Les bénéficiaires des logements sociaux du projet des 248 logements de la commune de Aïn Bessem, distante d’une vingtaine de kilomètres à l’ouest du chef-lieu de la wilaya de Bouira, se sont plaints de la lenteur des travaux au niveau de ce site. Un projet inscrit et dont les travaux ont démarré en 2003.
Sa réalisation a été confiée à l’Agence foncière de Bouira déjà saisie pour le dépassement des délais inscris et de loin puisqu’ils ont été dépassés de 18 mois ! Malheureusement cette même agence n’aurait entamé les travaux qu’en 2005, d’après les témoignages des bénéficiaires. La méthode de réalisation consiste à répartir ledit projet sur trois tranches avec même l’intégration de la cité de 74 logements.
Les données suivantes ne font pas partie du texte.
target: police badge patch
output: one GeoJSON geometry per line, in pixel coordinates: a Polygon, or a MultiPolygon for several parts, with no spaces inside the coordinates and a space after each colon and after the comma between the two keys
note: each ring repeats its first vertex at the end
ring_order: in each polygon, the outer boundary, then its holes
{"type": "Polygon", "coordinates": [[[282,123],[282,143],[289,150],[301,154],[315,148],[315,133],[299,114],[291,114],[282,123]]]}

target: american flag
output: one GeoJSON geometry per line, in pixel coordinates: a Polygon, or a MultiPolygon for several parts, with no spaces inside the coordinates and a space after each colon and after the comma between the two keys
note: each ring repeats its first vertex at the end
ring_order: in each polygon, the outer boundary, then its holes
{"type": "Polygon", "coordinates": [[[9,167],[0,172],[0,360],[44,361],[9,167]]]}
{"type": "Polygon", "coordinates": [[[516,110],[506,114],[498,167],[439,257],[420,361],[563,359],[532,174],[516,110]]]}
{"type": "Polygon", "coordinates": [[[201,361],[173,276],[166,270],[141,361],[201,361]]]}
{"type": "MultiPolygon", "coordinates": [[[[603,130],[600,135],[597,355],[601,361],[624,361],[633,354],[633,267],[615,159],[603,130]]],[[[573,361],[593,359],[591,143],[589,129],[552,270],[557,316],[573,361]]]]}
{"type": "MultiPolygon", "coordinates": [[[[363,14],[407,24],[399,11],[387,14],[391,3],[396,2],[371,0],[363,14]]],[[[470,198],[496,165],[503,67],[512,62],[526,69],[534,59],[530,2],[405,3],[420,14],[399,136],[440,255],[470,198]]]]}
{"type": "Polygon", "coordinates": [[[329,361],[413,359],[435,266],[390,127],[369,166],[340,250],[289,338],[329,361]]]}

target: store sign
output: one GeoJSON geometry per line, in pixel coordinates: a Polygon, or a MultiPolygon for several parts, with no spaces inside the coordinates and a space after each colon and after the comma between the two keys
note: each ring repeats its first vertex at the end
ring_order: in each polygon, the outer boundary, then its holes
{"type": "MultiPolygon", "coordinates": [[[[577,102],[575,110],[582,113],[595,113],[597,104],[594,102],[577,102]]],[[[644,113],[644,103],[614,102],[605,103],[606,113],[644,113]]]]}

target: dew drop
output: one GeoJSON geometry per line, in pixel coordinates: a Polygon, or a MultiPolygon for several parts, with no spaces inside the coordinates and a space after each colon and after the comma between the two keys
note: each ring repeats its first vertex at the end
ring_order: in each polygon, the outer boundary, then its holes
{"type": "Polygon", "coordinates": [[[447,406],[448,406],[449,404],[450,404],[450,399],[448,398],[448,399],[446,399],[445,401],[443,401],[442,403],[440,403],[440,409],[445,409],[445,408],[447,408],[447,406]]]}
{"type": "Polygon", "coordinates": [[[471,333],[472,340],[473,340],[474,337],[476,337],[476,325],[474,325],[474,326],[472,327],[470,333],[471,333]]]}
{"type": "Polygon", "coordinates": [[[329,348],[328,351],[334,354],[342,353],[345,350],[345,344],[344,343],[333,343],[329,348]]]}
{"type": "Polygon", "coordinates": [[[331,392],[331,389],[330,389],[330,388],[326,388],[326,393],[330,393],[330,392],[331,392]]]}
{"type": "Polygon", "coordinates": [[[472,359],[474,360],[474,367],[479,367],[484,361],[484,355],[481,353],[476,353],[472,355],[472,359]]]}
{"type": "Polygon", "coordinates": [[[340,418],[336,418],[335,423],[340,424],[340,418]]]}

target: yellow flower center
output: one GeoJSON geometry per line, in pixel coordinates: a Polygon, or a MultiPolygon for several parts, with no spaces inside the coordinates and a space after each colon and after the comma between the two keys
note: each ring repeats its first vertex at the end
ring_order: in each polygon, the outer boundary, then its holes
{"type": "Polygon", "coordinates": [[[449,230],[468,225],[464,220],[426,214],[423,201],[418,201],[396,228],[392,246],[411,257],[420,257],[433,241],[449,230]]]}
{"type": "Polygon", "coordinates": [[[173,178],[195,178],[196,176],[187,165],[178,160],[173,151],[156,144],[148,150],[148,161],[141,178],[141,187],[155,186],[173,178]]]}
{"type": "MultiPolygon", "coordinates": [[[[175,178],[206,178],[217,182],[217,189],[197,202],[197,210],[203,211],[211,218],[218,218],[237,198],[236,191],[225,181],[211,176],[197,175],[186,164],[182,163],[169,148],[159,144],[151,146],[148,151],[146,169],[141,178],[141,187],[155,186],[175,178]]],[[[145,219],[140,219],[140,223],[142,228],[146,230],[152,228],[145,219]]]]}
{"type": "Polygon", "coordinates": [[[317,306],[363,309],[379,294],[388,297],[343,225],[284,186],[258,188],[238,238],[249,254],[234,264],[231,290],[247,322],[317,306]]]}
Quant au démarrage des travaux au niveau des 40 logements, ils ont été entamés de même avec du retard et le taux de réalisation ne dépasserait guère les 30% au moment où le site des 34 logements, lui, voit ses travaux à l’arrêt à cause du non achèvement des travaux préliminaires de construction. S’agissant du site des 80 logements, les mêmes interlocuteurs ont dévoilé que jusqu’à ce jour le taux de réalisation n’avoisinerait que les… 40% tandis que ceux du site des 50 logements sont quant à eux à l’arrêt d’après les membres d’une association de cette cité depuis au moins 06 mois.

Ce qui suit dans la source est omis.